Promulguée le 12 décembre et entrée en vigueur le 1er janvier, la loi de finances 2026 aurait dû être pleinement opérationnelle depuis plus de quatre mois. Pourtant, son application reste largement incomplète. Nombre de décrets d’application et de notes communes indispensables à sa mise en œuvre tardent à être publiés, transformant un texte voté par les représentants du peuple en une norme théorique, privée d’effet.
Ce blocage pourrait bien révéler une anomalie institutionnelle plus profonde qui nous pousse à poser la question suivante : Les textes d’application sont-ils soumis à l’approbation du Président de la République en même temps que la loi sachant qu’ils conditionnent son exécution ? Parce que sinon, les lois adoptées à l’ARP peuvent être promulguées… mais inapplicables.
Une loi sans instruments d’application : une dérive devenue systémique
Le cas de l’impôt sur la fortune en est l’illustration la plus flagrante. À quelques semaines de la date limite de déclaration (30 juin), l’assiette imposable n’est toujours pas définie. Les contribuables ignorent quels biens ou actions doivent être inclus. Dans ces conditions, sanctionner un retard ou une omission serait juridiquement contestable.
Autre exemple : l’ouverture de comptes en devises pour les résidents tunisiens. La loi accorde ce droit sans autorisation préalable de la Banque centrale. Pourtant, les banques refusent d’appliquer la mesure, faute d’instructions officielles. Ici, l’exécutif bloque une disposition claire, privant les citoyens d’un droit voté par leurs représentants. La prudence des banques n’est peut‑être pas fortuite : elle pourrait traduire l’influence d’une Banque centrale dont la posture, de plus en plus directive, pèse désormais lourd dans ses échanges avec les établissements de crédit.
Ces situations ne sont pas des accidents techniques : elles découlent d’un dysfonctionnement structurel. Une loi ne devrait jamais être promulguée sans que ses textes d’application soient prêts, validés et publiés simultanément.
Des précédents inquiétants : l’exécutif comme goulot d’étranglement
La loi sur les chèques, promulguée en août 2024, prévoyait deux décrets d’application : – l’un sur les crédits sans intérêt (dans la limite de 8 % des bénéfices), – l’autre sur les conditions financières appliquées par les banques.
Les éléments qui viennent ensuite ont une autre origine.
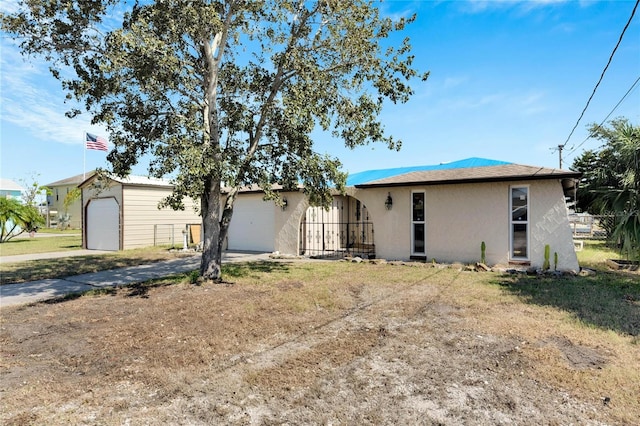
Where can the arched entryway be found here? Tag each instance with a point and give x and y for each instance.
(346, 229)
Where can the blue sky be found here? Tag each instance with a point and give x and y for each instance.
(509, 80)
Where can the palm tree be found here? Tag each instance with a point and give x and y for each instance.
(623, 197)
(16, 218)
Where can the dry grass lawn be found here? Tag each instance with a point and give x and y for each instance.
(326, 343)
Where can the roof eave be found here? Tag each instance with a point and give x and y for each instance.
(563, 175)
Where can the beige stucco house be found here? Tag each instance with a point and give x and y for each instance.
(441, 212)
(123, 213)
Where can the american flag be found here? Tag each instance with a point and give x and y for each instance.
(96, 142)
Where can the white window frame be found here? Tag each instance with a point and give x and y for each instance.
(519, 222)
(414, 222)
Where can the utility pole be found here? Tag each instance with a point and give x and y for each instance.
(560, 148)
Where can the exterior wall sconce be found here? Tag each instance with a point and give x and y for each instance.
(388, 203)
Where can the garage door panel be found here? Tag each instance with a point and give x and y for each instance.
(103, 224)
(252, 226)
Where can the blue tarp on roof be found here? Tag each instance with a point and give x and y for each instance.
(373, 175)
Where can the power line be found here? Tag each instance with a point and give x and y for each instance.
(574, 148)
(633, 12)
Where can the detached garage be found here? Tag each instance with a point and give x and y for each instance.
(121, 214)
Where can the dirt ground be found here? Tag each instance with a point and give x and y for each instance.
(298, 344)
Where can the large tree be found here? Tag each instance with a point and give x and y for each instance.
(225, 92)
(611, 179)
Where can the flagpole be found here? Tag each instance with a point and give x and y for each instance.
(84, 155)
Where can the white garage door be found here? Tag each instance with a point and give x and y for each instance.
(252, 225)
(103, 224)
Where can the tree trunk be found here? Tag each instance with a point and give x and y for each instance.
(211, 264)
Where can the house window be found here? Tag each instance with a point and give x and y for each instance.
(417, 224)
(519, 222)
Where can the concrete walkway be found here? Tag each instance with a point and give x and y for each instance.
(35, 291)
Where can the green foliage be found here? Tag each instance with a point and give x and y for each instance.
(16, 218)
(547, 251)
(611, 181)
(71, 197)
(32, 190)
(225, 91)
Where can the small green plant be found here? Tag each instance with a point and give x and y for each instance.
(193, 277)
(547, 251)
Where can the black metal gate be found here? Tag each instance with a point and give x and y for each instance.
(344, 230)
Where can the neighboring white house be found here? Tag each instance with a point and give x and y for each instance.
(441, 212)
(120, 214)
(10, 189)
(60, 189)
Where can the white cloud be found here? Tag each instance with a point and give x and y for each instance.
(478, 6)
(520, 104)
(33, 99)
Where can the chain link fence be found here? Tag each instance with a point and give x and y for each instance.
(586, 226)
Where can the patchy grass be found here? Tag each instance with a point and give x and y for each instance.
(595, 253)
(327, 342)
(28, 245)
(68, 266)
(608, 300)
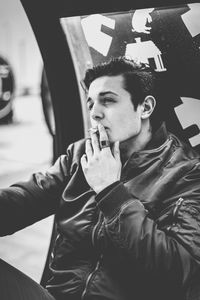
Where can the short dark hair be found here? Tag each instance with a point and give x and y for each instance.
(140, 80)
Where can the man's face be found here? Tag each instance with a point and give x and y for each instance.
(110, 104)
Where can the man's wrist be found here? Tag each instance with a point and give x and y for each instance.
(105, 190)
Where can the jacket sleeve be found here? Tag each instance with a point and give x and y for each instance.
(25, 203)
(173, 250)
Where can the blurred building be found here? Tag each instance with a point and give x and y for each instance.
(19, 47)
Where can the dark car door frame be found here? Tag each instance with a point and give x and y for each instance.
(44, 17)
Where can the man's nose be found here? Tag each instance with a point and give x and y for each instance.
(96, 113)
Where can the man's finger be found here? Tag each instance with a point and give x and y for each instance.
(95, 142)
(116, 151)
(83, 161)
(103, 137)
(88, 149)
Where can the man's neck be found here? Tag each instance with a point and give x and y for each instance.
(136, 143)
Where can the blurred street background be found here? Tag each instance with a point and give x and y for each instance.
(25, 142)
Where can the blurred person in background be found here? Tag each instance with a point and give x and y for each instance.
(126, 199)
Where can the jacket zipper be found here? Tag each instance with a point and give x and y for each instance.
(177, 206)
(90, 276)
(96, 227)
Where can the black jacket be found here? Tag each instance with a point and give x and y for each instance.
(139, 239)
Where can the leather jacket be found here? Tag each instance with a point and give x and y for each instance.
(138, 239)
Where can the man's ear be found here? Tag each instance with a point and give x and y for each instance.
(148, 107)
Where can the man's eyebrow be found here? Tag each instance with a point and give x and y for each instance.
(107, 92)
(102, 94)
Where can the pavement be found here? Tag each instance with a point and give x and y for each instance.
(26, 147)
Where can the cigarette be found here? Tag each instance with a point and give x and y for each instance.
(93, 130)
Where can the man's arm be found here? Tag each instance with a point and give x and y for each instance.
(25, 203)
(174, 250)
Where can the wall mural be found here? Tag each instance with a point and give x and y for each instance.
(166, 38)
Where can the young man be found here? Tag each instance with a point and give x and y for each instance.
(127, 200)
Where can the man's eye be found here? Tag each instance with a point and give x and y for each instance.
(90, 106)
(107, 100)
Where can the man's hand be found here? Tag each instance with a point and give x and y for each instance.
(101, 166)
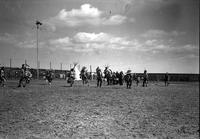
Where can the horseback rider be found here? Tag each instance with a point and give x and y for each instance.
(99, 77)
(121, 76)
(145, 78)
(22, 75)
(84, 75)
(49, 76)
(108, 75)
(128, 79)
(2, 76)
(166, 79)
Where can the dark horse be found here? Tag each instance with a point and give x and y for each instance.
(99, 77)
(108, 75)
(128, 80)
(84, 76)
(145, 79)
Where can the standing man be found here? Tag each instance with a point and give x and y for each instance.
(22, 75)
(2, 77)
(166, 79)
(145, 79)
(99, 77)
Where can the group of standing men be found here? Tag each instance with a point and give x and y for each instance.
(112, 78)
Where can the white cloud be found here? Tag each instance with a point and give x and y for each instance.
(114, 20)
(84, 41)
(155, 33)
(8, 38)
(87, 14)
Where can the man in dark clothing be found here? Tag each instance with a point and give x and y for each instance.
(22, 75)
(166, 79)
(2, 77)
(99, 77)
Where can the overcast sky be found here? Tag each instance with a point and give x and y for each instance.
(157, 35)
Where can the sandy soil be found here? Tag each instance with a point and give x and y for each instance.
(59, 112)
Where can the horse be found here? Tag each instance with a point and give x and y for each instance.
(99, 78)
(49, 77)
(166, 79)
(128, 80)
(136, 78)
(108, 76)
(71, 77)
(145, 79)
(28, 76)
(84, 76)
(121, 78)
(2, 77)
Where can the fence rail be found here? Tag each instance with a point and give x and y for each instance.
(14, 73)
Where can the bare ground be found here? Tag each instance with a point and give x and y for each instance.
(59, 112)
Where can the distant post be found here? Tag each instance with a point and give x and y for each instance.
(38, 24)
(10, 63)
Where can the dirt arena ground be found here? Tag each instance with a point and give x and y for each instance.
(112, 112)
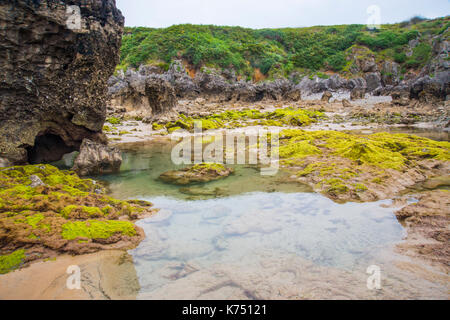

Plus d’un an et demi après, aucun décret n’a été publié.
Ce retard répété démontre un problème de gouvernance : le pouvoir réglementaire ne suit pas le pouvoir législatif, et l’exécutif se réserve de facto un droit de veto silencieux sur les lois votées.
Une menace directe pour l’État de droit
Cette inertie fragilise la sécurité juridique et mine la confiance des citoyens comme des investisseurs. Mais au-delà de l’économie, c’est l’État de droit qui est en jeu.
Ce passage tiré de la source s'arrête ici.